Credit udra11 | Shutterstock.com Following a healthy lifestyle - including maintaining a healthy weight, exercising regularly and not smo...
Following a healthy lifestyle - including maintaining a healthy weight, exercising regularly and not smoking - can prevent cancer, according to a new study.
healthy lifestyle could potentially prevent 20 to 40 percent of cancer cases, and about half of all cancer deaths, the study found.
The study, published today (May 19) in the journal JAMA Oncology, comes after another study last year published, found that most cancers are caused by random mutations in the DNA, and therefore it has been suggested that these cases were unavoidable. [10 and Don'ts to reduce the risk of cancer]
However, the new findings "provide strong support for the argument that many of the cancers are due to environmental factors, and can be prevented by changing lifestyle," the authors of the new study, Dr.
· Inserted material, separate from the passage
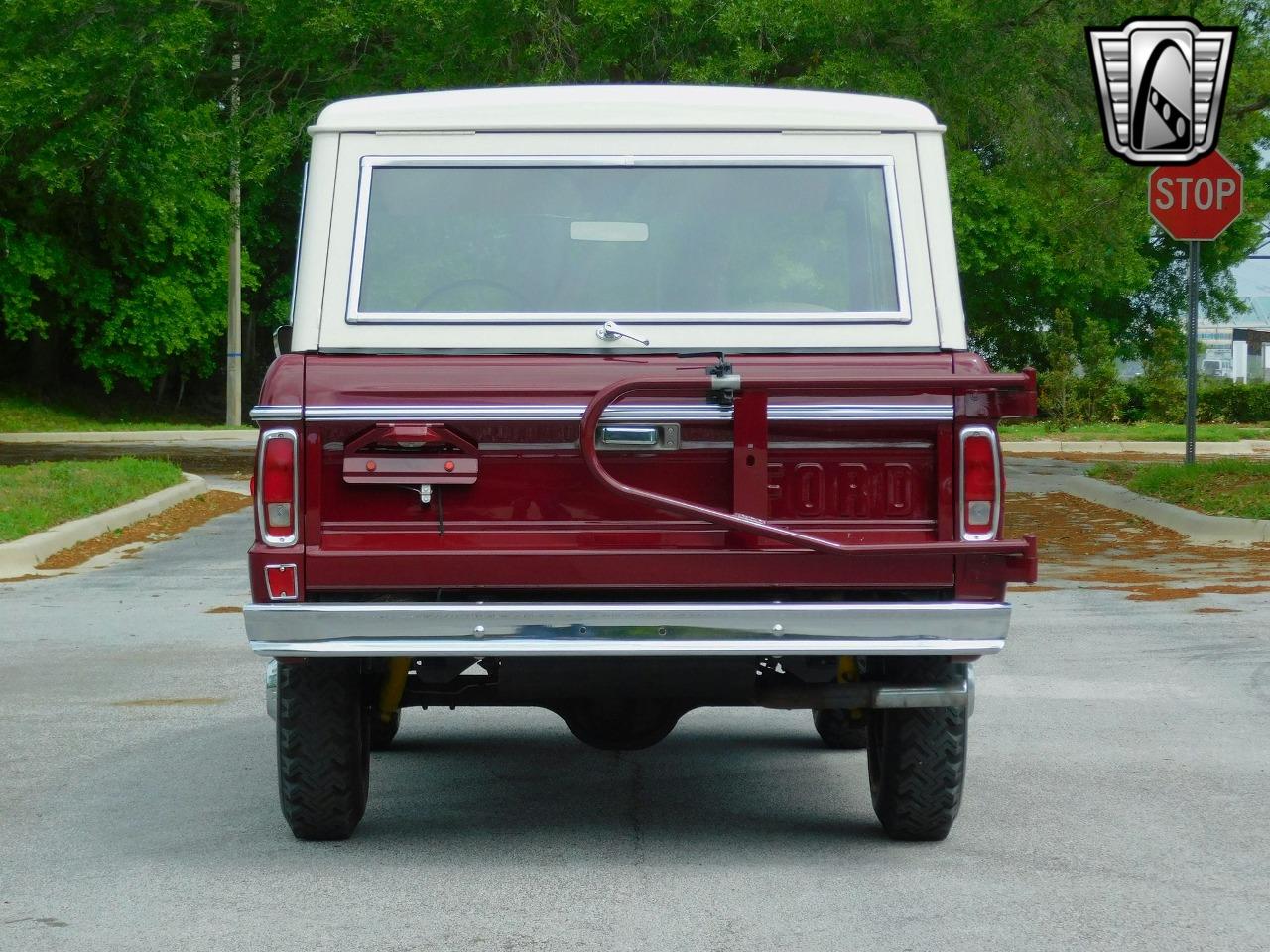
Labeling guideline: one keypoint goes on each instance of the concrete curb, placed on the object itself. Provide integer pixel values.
(177, 438)
(1048, 447)
(22, 556)
(1199, 529)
Mingyang song, a researcher in epidemiology at the Massachusetts General Hospital and Dr. Edward Giovannucci, associate professor of medicine at Harvard University professor of medicine, wrote in his article.
In the study, Song and Giovannucci evaluated more than two decades of data from nearly 136,000 men and white women, which was added to one of the studies on the health of nurses or health professionals follow-up study. All participants responded to a periodic review of their lifestyle and the researchers divided the participants into two groups: a group of low risk, that all follow a healthy lifestyle and the high risk group, all of which do not.
Researchers healthy lifestyle never defined or non smoking life and never in moderation (one drink per day or fewer for women and two drinks per day or fewer for men) drink alcohol or drink. The researchers also give a BMI from 18.5 to 27.5 and have exercise regularly (at least 150 minutes of moderate exercise per week or vigorous exercise at least 75 minutes per week).
The researchers found that women were 25 percent more likely in the high risk group of developing cancer during the study period of women in the lower group to die of cancer and 48 percent more likely to develop risk.
The men of the high risk group were 33 percent more likely to develop cancer and 44 percent more likely, of dying from cancer than men in the low-risk group, the study found. [10 most deadly cancers, and why there is no cure]
The researchers observed that all people in the study were health professionals and therefore potentially more health conscious than the general population. If the results of the study to the general population of white adults of a healthy lifestyle were applied, were 40 to 70 percent of cancers to prevent, the researchers calculated.
The researchers concluded that their study only men and white women, the results may not apply to other ethnic groups. However, it was all healthy lifestyle factors shown in the study to reduce the risk of cancer among the different ethnic groups, they added.
An editorial accompanying the new study published in the journal, two researchers who have not written that the new results show that participated in the study or published in the last year "cancer is preventable."
"As a society we need to avoid carryover induced random thoughts that are needed to make the entire risk of cancer or new doctors animates major gains against the cancer findings," writes Dr. Graham Colditz and Siobhan A at the University of Washington School of Medicine both public health researchers in St. Louis. Sutcliffe. "Instead, we will use the opportunity to reduce the number of cancer collective implementation of effective prevention strategies and changing the way we live," they write.